The story begins with the guys once again, trying to improvise to get into a drug gang (headed by Peter Stormare.) The drug dealers get away, and not without collateral damage so high the city probably has to levy more taxes. They break into a drug truck only to find exotic animals, one of which is an octopus that grabs Schmidt’s face and won't let go. To follow the drugs, their boss, Hardy (Nick Offerman) sends them to “Jump Street” to work with their former boss,  Dickson (Ice Cube). Nothing has changed with him from facial expression (forever stern) to language. The guys enroll in college and through this part of the film, Jenko gets caught up with football and a new friend, Zook (Wyatt Russell), and his fraternity. Hill meets a girl, Maya (Amber Stevens) who has a room across the hall from a person who was killed. Maya’s roommate, Mercedes (Jillian Bell) is one loud-mouth person. There are narrow escapes from following clues, and eventually the guys part company. Just as in a marriage, when things get tangled because of opinion differences, so, too, does this police partnership. They go separate ways to “investigate,” only to find the clues leading back to their original premise. In the meantime, Schmidt has the girl (policeman’s daughter, no less) and Jenko is a top football star. There is a smashing ending, plus the addition of the information in the first paragraph. This should set “Jump Street” fans up for life. In one of the many “Jump Street” future film projections, the octopus from the beginning of the film is seen as a police officer. Must have gotten an agent after this movie. They don't miss a trick.
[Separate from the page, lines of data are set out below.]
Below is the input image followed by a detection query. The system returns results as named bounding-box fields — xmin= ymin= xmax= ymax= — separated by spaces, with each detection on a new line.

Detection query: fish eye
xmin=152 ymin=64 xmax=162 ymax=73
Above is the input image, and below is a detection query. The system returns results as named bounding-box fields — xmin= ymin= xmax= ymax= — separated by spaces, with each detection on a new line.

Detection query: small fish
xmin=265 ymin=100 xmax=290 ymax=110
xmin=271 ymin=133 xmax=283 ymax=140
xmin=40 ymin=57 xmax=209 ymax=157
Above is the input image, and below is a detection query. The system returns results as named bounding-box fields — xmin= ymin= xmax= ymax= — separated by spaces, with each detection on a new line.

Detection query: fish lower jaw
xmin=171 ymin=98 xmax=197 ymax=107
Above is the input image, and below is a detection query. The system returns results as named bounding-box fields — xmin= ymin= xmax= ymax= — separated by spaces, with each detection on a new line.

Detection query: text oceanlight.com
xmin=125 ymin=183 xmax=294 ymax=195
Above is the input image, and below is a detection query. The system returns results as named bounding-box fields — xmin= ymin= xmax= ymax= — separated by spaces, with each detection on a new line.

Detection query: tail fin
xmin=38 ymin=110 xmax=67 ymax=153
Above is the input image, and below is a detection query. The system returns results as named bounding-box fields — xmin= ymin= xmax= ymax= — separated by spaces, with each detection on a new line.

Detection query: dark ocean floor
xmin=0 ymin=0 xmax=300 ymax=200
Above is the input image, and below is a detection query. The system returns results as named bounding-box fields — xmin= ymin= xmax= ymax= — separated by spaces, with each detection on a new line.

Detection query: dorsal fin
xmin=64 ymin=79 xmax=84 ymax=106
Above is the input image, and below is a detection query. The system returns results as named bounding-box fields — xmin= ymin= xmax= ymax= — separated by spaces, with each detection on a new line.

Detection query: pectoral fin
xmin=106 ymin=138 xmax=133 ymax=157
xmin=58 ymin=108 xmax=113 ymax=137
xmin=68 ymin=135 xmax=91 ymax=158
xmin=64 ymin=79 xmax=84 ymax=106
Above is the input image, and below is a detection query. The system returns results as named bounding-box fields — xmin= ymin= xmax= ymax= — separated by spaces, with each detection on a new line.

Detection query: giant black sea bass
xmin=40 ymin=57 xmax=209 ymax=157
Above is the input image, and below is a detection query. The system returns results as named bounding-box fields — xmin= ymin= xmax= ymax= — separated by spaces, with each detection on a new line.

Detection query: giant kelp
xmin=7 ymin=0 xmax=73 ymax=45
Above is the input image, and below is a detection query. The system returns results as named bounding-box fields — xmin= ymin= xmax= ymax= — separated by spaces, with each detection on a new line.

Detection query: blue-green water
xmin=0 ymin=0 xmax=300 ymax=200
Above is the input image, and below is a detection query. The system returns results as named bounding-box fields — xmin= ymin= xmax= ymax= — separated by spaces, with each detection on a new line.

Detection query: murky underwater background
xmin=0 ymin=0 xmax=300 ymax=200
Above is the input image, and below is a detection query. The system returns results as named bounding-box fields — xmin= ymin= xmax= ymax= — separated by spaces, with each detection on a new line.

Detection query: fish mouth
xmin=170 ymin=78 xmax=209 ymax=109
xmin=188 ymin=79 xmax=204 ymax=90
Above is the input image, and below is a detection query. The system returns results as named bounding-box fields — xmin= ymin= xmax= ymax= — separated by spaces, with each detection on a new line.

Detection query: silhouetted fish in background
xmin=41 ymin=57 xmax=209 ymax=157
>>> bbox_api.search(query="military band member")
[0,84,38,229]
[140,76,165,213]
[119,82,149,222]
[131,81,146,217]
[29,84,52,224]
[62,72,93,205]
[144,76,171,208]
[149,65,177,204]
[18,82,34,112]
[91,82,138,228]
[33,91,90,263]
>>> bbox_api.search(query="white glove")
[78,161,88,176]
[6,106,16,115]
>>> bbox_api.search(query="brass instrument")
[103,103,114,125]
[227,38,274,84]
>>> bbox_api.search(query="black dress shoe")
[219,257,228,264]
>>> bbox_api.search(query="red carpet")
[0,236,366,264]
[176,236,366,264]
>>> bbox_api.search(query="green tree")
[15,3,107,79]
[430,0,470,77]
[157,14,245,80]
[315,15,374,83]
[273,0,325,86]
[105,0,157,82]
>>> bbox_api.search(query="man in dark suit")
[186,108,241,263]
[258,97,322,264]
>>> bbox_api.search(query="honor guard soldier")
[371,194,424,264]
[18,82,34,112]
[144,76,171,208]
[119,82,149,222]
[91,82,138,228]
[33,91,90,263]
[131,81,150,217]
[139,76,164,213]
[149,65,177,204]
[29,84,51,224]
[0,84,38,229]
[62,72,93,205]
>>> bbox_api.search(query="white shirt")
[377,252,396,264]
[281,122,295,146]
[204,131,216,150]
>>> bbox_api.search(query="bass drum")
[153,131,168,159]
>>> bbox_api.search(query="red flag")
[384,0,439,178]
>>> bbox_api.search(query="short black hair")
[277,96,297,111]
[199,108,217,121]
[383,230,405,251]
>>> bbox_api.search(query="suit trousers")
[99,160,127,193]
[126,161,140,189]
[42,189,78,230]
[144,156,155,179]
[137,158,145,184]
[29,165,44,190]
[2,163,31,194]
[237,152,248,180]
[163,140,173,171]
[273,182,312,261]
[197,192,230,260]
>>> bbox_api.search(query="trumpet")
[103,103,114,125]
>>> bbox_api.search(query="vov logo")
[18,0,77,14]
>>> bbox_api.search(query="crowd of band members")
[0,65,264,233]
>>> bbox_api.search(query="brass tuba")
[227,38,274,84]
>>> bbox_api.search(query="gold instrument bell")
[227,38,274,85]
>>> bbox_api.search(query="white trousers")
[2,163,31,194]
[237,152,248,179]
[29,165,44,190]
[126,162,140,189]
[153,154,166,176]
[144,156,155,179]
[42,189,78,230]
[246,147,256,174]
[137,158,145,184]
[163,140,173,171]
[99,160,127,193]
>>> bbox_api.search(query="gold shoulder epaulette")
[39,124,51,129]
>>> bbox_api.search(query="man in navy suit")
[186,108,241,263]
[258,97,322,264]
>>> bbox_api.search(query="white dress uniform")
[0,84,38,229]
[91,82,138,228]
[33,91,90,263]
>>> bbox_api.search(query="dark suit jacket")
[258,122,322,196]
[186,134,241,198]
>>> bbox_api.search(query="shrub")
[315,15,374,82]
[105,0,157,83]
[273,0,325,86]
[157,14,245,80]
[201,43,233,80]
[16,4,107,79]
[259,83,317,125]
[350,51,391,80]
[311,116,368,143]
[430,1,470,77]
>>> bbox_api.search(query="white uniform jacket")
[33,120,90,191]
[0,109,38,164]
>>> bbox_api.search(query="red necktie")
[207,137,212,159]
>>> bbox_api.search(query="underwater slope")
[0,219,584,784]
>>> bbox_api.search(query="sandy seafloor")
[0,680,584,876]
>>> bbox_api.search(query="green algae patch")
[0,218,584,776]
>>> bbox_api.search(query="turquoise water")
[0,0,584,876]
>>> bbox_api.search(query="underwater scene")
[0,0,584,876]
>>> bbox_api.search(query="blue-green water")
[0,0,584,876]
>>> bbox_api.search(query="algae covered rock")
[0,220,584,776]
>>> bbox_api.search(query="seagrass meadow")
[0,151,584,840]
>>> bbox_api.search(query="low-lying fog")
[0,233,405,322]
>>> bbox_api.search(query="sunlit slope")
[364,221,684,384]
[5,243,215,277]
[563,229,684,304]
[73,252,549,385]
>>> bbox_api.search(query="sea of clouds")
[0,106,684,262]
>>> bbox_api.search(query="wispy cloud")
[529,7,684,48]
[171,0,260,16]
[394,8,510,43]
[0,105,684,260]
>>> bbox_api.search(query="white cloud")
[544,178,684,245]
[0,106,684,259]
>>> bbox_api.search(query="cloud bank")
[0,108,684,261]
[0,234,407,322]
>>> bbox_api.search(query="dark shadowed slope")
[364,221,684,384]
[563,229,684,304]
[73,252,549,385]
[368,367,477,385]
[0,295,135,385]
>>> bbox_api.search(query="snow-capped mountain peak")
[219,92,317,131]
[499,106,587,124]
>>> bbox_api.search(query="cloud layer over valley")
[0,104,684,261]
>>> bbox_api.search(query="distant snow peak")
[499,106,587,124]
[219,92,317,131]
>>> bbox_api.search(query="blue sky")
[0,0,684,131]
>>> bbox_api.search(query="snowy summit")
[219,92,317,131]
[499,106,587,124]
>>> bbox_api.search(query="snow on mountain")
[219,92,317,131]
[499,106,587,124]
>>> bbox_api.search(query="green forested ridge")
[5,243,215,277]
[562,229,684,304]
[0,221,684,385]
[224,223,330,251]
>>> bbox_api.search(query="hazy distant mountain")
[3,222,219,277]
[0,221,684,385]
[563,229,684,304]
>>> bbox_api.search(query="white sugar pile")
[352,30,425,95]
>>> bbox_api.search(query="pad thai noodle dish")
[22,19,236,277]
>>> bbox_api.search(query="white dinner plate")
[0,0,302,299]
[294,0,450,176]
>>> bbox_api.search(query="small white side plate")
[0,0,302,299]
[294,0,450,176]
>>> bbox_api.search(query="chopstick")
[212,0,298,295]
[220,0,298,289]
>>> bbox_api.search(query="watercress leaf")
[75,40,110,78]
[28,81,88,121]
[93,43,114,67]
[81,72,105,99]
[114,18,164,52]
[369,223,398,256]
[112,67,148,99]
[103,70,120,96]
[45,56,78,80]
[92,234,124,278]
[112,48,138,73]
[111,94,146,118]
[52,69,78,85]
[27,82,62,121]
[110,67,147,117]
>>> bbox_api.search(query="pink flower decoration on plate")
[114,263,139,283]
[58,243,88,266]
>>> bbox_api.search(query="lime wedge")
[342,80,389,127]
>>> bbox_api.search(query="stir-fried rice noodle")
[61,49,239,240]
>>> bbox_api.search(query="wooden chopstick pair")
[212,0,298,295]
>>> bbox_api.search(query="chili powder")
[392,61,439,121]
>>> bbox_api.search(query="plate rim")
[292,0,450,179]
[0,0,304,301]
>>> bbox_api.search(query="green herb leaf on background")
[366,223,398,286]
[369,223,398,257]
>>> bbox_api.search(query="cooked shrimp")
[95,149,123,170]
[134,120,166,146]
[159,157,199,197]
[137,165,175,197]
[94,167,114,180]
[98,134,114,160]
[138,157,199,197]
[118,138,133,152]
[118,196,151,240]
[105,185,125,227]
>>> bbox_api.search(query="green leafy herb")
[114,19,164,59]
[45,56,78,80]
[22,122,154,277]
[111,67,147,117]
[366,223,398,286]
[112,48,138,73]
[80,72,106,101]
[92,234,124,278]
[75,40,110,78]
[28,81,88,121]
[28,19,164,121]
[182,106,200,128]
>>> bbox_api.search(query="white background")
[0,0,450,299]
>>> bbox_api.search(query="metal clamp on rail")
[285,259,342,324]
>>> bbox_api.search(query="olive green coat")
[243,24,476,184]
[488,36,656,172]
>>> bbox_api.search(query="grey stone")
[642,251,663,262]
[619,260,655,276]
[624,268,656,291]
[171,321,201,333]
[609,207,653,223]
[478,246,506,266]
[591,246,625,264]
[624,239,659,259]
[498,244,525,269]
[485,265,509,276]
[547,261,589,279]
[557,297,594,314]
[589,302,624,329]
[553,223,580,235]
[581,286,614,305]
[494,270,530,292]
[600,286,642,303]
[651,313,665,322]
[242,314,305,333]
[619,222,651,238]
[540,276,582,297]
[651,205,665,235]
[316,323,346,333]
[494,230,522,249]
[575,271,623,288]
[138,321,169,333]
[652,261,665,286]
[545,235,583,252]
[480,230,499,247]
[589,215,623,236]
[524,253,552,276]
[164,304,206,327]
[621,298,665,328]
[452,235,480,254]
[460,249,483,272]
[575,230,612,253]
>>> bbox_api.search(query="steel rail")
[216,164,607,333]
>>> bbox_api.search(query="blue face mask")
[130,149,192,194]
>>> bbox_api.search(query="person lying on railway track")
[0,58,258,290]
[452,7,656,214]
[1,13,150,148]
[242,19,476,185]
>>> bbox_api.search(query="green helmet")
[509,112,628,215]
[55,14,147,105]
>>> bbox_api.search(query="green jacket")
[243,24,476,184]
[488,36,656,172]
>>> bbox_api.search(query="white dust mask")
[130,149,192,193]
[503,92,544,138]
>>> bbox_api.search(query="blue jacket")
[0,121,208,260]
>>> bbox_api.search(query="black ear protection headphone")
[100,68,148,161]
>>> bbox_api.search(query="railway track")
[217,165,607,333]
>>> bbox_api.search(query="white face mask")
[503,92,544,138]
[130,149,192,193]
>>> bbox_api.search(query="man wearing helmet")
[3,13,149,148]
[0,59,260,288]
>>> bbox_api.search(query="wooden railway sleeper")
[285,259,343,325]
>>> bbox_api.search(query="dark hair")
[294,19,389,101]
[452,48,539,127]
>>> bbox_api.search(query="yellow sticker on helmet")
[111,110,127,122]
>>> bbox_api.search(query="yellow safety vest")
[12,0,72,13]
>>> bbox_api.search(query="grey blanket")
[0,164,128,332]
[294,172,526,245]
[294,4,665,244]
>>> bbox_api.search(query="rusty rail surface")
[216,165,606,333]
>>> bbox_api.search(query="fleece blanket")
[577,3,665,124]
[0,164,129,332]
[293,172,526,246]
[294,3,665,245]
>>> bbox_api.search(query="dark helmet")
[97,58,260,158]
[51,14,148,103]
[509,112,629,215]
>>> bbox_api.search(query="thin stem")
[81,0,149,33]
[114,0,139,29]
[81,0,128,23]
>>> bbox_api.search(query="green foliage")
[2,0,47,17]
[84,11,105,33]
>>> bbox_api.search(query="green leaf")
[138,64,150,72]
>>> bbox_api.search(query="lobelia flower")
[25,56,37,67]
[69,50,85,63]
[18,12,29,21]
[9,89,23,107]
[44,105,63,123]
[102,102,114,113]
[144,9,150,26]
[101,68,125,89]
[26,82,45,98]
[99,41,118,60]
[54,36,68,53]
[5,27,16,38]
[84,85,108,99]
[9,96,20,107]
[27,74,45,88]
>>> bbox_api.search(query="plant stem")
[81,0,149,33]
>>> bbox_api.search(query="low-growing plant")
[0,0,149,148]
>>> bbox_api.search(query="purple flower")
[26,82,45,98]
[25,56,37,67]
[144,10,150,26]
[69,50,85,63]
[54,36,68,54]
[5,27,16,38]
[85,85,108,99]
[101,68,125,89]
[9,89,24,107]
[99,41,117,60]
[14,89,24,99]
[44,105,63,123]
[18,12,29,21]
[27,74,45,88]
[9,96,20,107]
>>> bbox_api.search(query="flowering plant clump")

As far as acting is concerned, what you see is what you get. Jonah Hill is sad, glad and mad with the same look. The camera seems to like his eyes. Channing Tatum works his biceps with dramatic flair, and has his acting moments, though few and far between with this script, but he can do comedy. Ice Cube has his moment, too, when he breaks from his stern character as he hears about his daughter’s new boyfriend. Dangerous news in a restaurant. The discovery is Wyatt Russell, son of Kurt Russell, who does a good job as a frat man and has good timing with Tatum. Russell is a former hockey player and now an actor.
"22 Jump Street" is an adult movie exploring drugs on campus and how wide spread a drug ring operation could be. With so much money involved, anyone could be a dealer. People aren't what you think they are, and some of the stunts are a bit off the wall. Girls wear minimum clothing and guys are forever working out in the gym. Frats have wild parties and binge drinking is present. Look for cameos by stars including Queen Latifah. Stay through all of the film credits.